クローズド・ワールド
――コンピュータとアメリカの軍事戦略――

深谷庄一(Shoichi Fukaya)

ついに出ました『クローズド・ワールド』(日本評論社、2003年)ですが、帯には次のようにあります。


冷戦は終わっていない!?

本書3つの主題

「クローズド・ワールド(Closed World)」は, もともとシェイクスピア学者シャーマン・ホーキンスによる 言葉だが,ここでは,冷戦の理念化,冷戦思想として使っている. 冷戦は終結したかに見えるが冷戦思想はますます拡大していると著者は主張する. 冷戦は終結したと言われるが、クローズド・ワールドという冷戦理念は地球全体に偏在化したと著者は主張する.

アメリカの世界戦略,グローバリズムを読み解く著者渾身の一冊.


 クローズド・ワールド言説を象徴するイラク戦争真っ只中(「悪の枢軸」とはブッシュのスピーチライタの思いつきから出たと言われていますが、本書にあるように元々は冷戦期レーガンの「悪の帝国」から来たのではないか知らん)、さらには日本がサイボーグ言説の超先進国であることを象徴する鉄腕アトムの生まれた日に出版日を合わせています。
 ついでにいえば、いわゆるネオコンの先制攻撃論も、本書にあるとおり、第一次世界大戦以来の空軍の伝統的な発想であったことが分かります。

訳者は

深谷 庄一
神山 卓也(第3章)
藤本 茂  (第4章)
佐藤 祐司(第7章)
奥村 晴彦(第8章)
清水 寛文(第9章)

の面々です。

 

(2003-4-7)

(2003-5-13)

 結局「最初のコンピュータ」と呼ばれるべきは何だと認定するのが妥当なのでしょうか。
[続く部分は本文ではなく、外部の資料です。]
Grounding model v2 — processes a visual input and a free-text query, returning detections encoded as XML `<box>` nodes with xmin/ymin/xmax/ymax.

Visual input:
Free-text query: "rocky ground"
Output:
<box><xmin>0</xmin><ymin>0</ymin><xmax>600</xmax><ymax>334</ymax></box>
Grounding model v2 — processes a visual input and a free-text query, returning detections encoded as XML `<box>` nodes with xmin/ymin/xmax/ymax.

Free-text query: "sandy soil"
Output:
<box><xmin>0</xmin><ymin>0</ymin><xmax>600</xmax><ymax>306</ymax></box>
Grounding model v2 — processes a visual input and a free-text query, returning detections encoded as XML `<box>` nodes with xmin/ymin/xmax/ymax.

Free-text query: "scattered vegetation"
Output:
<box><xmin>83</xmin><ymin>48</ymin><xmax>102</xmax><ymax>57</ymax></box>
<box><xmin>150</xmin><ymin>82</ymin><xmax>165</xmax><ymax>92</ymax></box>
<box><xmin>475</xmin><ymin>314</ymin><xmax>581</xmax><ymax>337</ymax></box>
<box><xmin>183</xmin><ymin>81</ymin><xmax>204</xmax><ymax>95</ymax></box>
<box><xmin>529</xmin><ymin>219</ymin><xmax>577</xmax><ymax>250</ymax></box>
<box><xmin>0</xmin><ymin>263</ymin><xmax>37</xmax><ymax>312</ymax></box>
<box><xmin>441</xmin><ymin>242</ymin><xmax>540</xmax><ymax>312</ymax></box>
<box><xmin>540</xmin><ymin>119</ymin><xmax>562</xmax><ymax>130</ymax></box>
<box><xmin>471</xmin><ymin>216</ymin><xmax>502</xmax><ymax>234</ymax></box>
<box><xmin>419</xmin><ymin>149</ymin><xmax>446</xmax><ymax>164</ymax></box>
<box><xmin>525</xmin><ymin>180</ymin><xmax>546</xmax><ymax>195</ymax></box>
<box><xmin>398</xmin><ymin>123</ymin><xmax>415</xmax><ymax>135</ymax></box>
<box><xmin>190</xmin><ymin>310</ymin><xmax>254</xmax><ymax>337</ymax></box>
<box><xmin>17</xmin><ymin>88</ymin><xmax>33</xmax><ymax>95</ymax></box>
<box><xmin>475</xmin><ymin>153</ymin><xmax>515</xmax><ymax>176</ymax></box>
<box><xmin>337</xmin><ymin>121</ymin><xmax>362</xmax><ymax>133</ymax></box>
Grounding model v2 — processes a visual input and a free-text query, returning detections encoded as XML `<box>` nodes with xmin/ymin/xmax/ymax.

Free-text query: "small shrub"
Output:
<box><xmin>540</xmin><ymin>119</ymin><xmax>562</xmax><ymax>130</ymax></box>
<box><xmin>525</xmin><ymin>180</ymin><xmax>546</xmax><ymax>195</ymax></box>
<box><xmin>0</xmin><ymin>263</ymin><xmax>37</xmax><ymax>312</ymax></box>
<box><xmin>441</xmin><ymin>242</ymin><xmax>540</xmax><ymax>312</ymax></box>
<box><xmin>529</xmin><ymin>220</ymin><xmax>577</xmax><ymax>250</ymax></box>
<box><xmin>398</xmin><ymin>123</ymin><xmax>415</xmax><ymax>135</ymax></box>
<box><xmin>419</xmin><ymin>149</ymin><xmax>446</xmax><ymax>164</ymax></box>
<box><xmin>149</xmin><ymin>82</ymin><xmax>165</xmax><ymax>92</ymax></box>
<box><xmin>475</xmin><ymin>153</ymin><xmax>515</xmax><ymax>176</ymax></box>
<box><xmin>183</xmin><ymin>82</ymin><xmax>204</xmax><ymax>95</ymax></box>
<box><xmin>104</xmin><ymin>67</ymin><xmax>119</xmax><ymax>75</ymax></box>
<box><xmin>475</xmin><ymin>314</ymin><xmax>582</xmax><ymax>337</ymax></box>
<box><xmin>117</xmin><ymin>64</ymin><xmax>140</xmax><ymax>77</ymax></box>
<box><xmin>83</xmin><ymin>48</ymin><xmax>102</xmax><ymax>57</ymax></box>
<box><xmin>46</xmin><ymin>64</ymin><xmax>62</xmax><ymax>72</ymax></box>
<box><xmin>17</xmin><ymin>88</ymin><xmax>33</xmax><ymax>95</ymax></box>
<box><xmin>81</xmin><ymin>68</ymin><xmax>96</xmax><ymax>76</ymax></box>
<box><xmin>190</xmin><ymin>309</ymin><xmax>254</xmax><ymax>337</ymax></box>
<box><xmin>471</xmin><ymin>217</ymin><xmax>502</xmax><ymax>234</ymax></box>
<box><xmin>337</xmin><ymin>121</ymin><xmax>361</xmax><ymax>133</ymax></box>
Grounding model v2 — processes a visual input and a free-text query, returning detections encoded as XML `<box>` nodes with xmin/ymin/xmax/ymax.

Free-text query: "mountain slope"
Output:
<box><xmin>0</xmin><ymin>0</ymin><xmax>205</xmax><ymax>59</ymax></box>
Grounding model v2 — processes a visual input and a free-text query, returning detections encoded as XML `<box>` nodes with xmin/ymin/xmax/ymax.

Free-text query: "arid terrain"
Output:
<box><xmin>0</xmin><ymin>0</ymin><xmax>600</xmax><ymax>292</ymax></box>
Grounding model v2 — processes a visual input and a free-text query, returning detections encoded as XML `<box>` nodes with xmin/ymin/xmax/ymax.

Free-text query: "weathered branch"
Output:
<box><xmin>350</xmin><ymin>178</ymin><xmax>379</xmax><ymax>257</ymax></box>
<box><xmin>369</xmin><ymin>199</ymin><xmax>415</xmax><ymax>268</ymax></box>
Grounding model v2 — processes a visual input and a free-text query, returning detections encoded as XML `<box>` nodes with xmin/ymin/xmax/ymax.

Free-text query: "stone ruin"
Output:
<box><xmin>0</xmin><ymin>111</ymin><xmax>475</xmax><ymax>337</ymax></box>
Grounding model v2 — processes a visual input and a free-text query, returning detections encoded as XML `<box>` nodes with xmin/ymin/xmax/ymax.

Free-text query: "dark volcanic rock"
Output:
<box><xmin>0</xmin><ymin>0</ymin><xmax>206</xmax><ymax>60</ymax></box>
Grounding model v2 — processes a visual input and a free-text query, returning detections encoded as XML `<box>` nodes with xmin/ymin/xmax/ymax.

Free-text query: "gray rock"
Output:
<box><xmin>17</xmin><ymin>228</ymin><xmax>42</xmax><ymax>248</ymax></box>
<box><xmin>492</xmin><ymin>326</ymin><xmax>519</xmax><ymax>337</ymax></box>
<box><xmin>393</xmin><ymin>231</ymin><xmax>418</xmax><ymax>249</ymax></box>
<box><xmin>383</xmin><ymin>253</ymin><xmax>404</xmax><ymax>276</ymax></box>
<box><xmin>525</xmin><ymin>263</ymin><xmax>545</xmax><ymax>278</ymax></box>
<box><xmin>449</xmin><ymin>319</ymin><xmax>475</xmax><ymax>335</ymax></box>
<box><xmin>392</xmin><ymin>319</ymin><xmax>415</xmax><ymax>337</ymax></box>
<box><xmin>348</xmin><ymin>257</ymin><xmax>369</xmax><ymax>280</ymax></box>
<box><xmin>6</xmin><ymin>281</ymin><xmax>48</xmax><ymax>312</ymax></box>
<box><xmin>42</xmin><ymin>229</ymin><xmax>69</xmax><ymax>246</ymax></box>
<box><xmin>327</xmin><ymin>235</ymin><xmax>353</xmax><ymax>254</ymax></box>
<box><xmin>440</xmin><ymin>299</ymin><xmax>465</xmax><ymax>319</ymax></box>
本訳書にも具体例を挙げていますが、未だにいくつかの本や古い教科書などでは ENIAC と書いているわけですが、それらはもはや無視すべきでしょう。
 この問題について懇切丁寧な考究を加えておられる ueyama 先生は、アイオワ州立大学のアタナソフ (John Vincent Atanasoff) とベリー (Clifford Edward Berry) によって作られた1942年の ABC だと判定されていますから、わたし自身、内心穏やかではありません。Edwards さんはこの点(裁判沙汰を含めて)について何も触れていませんから。
 一方、いわゆるフォンノイマン型(プログラム内蔵型)コンピュータに関しての評価は、1948年の The Baby(訳書には書いていませんが、これはマンチェスター大学のMark Iのことです)だと判定されていますから、訳書と一致しています。
 さてどう考えたらいいのでしょうか。最初のコンピュータという名誉は、英国ではなくアメリカに譲るべきなのでしょうか。
 唯一 Edwards 氏の肩を持てる点は、ABC のメモリが「コンデンサドラム」というもので、ドラムの回転という機械的動作の制限が加わるという点です。「電子式・機械式折衷のコンピュータ」と呼ばれる所以です。だとすると、本書の言うように最初のコンピュータでしかも実用にもなったという意味で、Colossus の名前が生きることになると判断されるでしょう。つまり「最初のコンピュータは Colossus だ」といっても、間違いではないということです。

(2003-5-17)

 『日経ビジネス』2003.5.26に本書の書評が掲載されています。なんとその書評に『世界最初のコンピュータである「ENIAC」』などと書いてあります。思い込みというものは、消しようもないものですね。
 本書によれば ENIAC は「アメリカ」最初の電子コンピュータですが、裁判所の判断ではアメリカ最初でさえないのです。しかしそんなことにこだわるのは余りに狭量でしょうか。ありがたいお褒めの言葉もいただいていますが、やはり、正確な記述も心がけてもらいたいものです。
 単に冷戦が終わっていないというだけならそれほど珍しい主張ともいえません。東アジアでは冷戦が継続中などと言われることもありますし。本書の真骨頂は、冷戦がコンピュータを生みだし、さらに心のコンピュータ・メタファーから、心を情報処理と見なす認知理論と結びついたという、ユービキタス化の根拠が語られていることでしょう。これは恐ろしいとか、阻止しなければならないとかいう問題ではなく、受け入れなくてはならない定めであり、そこにしか生きる場所はないのだという覚悟を求めているのです。グリーン・ワールドには結局たどり着けなかったのですから。
 もう一つ付言しておくと、クローズド・ワールドは共産主義テロリズムと戦うために原理主義的宗教とドミノ理論に基づき、先制攻撃をも辞さない力の封じ込めを意味しますが、その原型はベンサムの円形刑務所(Panopticon)1であり、暴力ではなくコンピュータによる情報と通信による監視システムです。このように行動したらと自分が考えるように行動するという、まさに自己参照型クローズド・ワールドです。

(2003-5-29)

1 近著ハワード・ラインゴールド『スマート・モブズ』公文俊平+会津泉監訳(NTT出版)では、この Panopticon を「一望監視装置」と訳しています。さすがですね。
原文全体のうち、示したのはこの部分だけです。